Saul Steinberg, Looking Down, 1988. Pace Gallery.
“My purpose is to transform an idea that I had into a drawing. I am not so preoccupied by the outside world. I’m preoccupied with my own inside world.” —Steinberg
Steinberg redefined the possibilities of drawing, casting it as a philosophical investigation, “a way of reasoning on paper.” He earned critical acclaim as a modernist artist in the post-war period, while his numerous drawings and covers for The New Yorker made him dear to a broad American public—the people whose daily lives and customs became the subject of his art. Through a series of five groupings—Creative Pursuits at Home, In Good Company: Pets, Portals to Other Worlds, The Fantastic Everyday, and At Home in Public—Mohrmann has assembled an expansive yet intimate online exhibition of Steinberg’s ingenious experiments with drawing and other media, addressing the private sphere in relation to modern phenomena such as urbanization.
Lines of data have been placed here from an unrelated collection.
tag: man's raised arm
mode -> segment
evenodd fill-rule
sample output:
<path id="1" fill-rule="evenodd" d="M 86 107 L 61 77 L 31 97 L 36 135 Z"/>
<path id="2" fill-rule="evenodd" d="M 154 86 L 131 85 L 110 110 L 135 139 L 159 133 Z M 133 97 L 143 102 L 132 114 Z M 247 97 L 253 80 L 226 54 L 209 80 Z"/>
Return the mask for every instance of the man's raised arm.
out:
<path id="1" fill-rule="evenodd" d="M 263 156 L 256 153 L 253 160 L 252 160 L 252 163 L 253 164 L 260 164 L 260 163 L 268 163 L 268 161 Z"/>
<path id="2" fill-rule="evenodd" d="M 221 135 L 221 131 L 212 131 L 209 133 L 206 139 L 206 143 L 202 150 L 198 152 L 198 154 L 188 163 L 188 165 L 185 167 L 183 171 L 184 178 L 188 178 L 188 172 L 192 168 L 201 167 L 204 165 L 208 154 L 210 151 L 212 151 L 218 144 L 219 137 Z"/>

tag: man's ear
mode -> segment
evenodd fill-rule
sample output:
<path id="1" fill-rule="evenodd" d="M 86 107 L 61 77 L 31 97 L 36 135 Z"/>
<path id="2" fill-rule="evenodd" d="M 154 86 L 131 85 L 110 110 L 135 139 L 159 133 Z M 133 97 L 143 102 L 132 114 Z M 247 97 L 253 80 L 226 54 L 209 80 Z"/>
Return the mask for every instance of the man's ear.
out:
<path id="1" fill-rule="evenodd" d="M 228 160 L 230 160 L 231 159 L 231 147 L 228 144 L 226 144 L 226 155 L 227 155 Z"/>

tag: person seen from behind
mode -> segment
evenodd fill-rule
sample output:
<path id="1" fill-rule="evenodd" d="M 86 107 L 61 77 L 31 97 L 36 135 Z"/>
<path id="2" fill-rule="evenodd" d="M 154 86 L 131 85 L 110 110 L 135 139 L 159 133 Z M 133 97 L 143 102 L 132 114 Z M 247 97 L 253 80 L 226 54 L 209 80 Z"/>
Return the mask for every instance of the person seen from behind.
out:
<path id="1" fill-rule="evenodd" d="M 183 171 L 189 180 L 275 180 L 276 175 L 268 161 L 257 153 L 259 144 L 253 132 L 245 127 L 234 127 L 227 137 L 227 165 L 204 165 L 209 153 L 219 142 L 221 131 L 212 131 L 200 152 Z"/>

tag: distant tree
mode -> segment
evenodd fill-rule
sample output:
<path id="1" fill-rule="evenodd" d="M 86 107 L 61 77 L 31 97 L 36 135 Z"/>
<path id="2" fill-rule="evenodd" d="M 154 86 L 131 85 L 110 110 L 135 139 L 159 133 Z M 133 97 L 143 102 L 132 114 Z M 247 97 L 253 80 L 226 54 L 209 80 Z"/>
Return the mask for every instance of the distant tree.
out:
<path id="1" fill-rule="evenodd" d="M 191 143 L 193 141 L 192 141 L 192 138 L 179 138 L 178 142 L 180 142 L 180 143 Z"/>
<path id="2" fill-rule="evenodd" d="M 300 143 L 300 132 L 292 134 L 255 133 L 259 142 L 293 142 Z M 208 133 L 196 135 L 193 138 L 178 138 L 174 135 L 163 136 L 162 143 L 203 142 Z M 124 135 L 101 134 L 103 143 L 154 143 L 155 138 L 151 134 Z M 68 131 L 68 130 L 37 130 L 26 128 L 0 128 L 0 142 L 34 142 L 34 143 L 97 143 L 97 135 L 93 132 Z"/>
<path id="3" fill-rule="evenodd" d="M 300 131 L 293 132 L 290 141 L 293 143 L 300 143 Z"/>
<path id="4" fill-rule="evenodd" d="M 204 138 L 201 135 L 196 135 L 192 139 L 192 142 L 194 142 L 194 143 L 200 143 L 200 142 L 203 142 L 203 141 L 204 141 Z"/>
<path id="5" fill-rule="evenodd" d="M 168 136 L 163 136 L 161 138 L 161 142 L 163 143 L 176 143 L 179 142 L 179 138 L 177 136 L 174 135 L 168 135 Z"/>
Drawing connections between Steinberg’s life and work, the exhibition is accompanied by archival imagery of the artist at his home and studio in Amagansett, New York. It also features an enhanced audio-visual user experience that includes Charles Louise Ambroise Thomas’s “Gavotte” from the opera Mignon—a composition for the violin referenced in one of Steinberg’s drawings—and a poem by William Carlos Willams, lending rich context to the works on view. Through styles exuding dynamic vitality and autobiographical details evocative of distant locations—from his hometown in Romania to Edo period Japan—Steinberg’s work unearths the creative possibilities and hidden horizons within one’s home.
In addition to Imagined Interiors, Pace will present several digital exhibitions over the course of the coming weeks, including a group exhibition dedicated to ceramics, an exhibition of works inspired by nature, and a focus on photography on the topic of America’s cultural history, that primarily engage with human experience in this climate of solitary interconnection.